A-t-il conclu une entente en échange de son témoignage accablant? L'ex-entrepreneur est formel: «J'avais un subpoena. Il n'y a aucun deal, ni avec la SQ, ni avec les procureurs de la Couronne, ni avec la mafia et je ne suis pas non plus le représentant de la mafia comme on l'a raconté.».

Sur le même registre, certains ont perçu une prudence de sa part lorsque les questions portaient sur ce qui se tramait dans l'arrière-salle du Consenza, sur le rôle de la mafia dans le «système» incluant celui du défunt patriarche Nicolo Rizzuto.

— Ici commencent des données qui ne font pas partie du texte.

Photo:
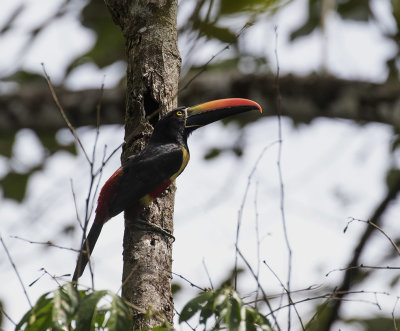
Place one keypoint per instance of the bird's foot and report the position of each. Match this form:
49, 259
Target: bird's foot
147, 226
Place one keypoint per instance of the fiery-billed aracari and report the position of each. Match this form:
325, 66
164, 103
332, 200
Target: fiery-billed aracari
144, 176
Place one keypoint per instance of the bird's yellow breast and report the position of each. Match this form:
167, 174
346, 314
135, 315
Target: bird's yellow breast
185, 160
148, 198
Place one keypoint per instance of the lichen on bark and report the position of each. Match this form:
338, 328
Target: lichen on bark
150, 32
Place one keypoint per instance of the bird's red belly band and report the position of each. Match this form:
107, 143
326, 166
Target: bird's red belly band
155, 193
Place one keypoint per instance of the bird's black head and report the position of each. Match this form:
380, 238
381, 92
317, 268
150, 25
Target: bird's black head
180, 122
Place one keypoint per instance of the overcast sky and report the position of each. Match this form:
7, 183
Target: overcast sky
332, 170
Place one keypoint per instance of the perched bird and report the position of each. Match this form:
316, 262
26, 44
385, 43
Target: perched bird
144, 176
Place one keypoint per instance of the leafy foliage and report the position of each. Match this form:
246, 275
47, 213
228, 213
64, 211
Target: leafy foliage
66, 308
69, 309
226, 310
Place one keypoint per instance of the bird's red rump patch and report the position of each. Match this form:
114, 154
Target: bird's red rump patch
106, 196
149, 197
155, 193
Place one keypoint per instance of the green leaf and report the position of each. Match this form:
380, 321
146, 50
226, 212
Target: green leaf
86, 314
313, 21
14, 185
109, 46
195, 305
359, 10
66, 301
39, 316
393, 179
228, 7
120, 318
6, 145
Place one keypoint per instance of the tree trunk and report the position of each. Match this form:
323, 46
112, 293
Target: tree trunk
149, 28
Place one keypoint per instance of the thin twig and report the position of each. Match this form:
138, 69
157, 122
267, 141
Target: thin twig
46, 243
393, 317
335, 295
189, 282
287, 293
186, 322
16, 270
258, 243
45, 272
352, 219
108, 158
265, 297
208, 274
2, 311
282, 188
241, 209
362, 266
75, 204
61, 109
205, 66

Avec en toile de fond le retour au pays de Vito, le fils...

Des noms intimidants

Lino Zambito concède que le sujet peut paraître «délicat»: «Moi j'avais un intermédiaire (Nicolo Molioto) [...] Mais je n'ai pas pesé mes mots, répond-il. Bien sûr ce sont des noms qui peuvent paraître intimidants. [...] Ce sont des gens que je connais. Mon père est né dans le même village (Cattolica Eraclea), ils sont venus sur le même bateau. Ils ne m'ont jamais fait de mal ou menacé. Il n'était pas question de faire un show avec des mensonges que certains auraient bien aimé m'entendre dire. Voilà pourquoi le lendemain on a raconté que j'avais un deal avec eux.»

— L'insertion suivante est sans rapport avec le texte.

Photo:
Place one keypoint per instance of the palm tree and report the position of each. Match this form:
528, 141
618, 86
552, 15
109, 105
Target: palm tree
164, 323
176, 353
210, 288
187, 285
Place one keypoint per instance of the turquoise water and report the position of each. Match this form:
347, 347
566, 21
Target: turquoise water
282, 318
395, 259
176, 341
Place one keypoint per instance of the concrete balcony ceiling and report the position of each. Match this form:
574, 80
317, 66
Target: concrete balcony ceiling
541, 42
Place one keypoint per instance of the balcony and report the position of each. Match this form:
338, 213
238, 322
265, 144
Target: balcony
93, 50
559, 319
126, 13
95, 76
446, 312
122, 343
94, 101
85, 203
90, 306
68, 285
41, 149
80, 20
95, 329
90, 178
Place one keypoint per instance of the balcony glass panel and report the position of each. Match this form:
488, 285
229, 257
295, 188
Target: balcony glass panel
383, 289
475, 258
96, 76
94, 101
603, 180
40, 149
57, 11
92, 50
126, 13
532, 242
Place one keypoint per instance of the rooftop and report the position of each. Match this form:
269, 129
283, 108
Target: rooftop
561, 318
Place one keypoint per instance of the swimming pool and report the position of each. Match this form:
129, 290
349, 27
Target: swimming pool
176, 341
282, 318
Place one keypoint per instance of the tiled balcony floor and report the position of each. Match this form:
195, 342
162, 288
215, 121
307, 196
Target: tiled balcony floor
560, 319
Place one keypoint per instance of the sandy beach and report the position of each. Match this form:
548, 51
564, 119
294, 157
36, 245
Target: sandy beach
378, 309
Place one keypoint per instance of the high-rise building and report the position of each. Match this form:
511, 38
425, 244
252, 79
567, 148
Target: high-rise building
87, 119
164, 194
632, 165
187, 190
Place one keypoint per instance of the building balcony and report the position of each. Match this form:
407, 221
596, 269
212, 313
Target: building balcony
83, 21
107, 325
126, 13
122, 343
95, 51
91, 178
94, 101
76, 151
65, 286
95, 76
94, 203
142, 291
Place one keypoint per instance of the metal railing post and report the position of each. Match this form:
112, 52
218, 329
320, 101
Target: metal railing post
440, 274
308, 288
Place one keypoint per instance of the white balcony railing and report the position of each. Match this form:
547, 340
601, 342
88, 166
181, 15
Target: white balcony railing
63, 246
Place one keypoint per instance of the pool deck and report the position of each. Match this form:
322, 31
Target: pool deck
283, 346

La chute de Lino Zambito est survenue en février 2011, arrêté lors de la première opération de Marteau. L'enquête porte sur des malversations à Boisbriand: «Boisbriand est un dossier politique, une commande pour prouver que Marteau, qui venait d'être créée, fonctionnait et parce le gouvernement était sur la sellette. Boisbriand, c'est de la petite bière» répète-t-il. Sa compagnie Infrabec ne s'en relèvera jamais, acculée à la faillite. «Je ne suis pas fier de ce que j'ai fait. Mais je vais assumer.[...] Et j'ai hâte d'être jugé, de me défendre, que la vraie vérité sorte, puis de passer à autre chose. Pour de bon».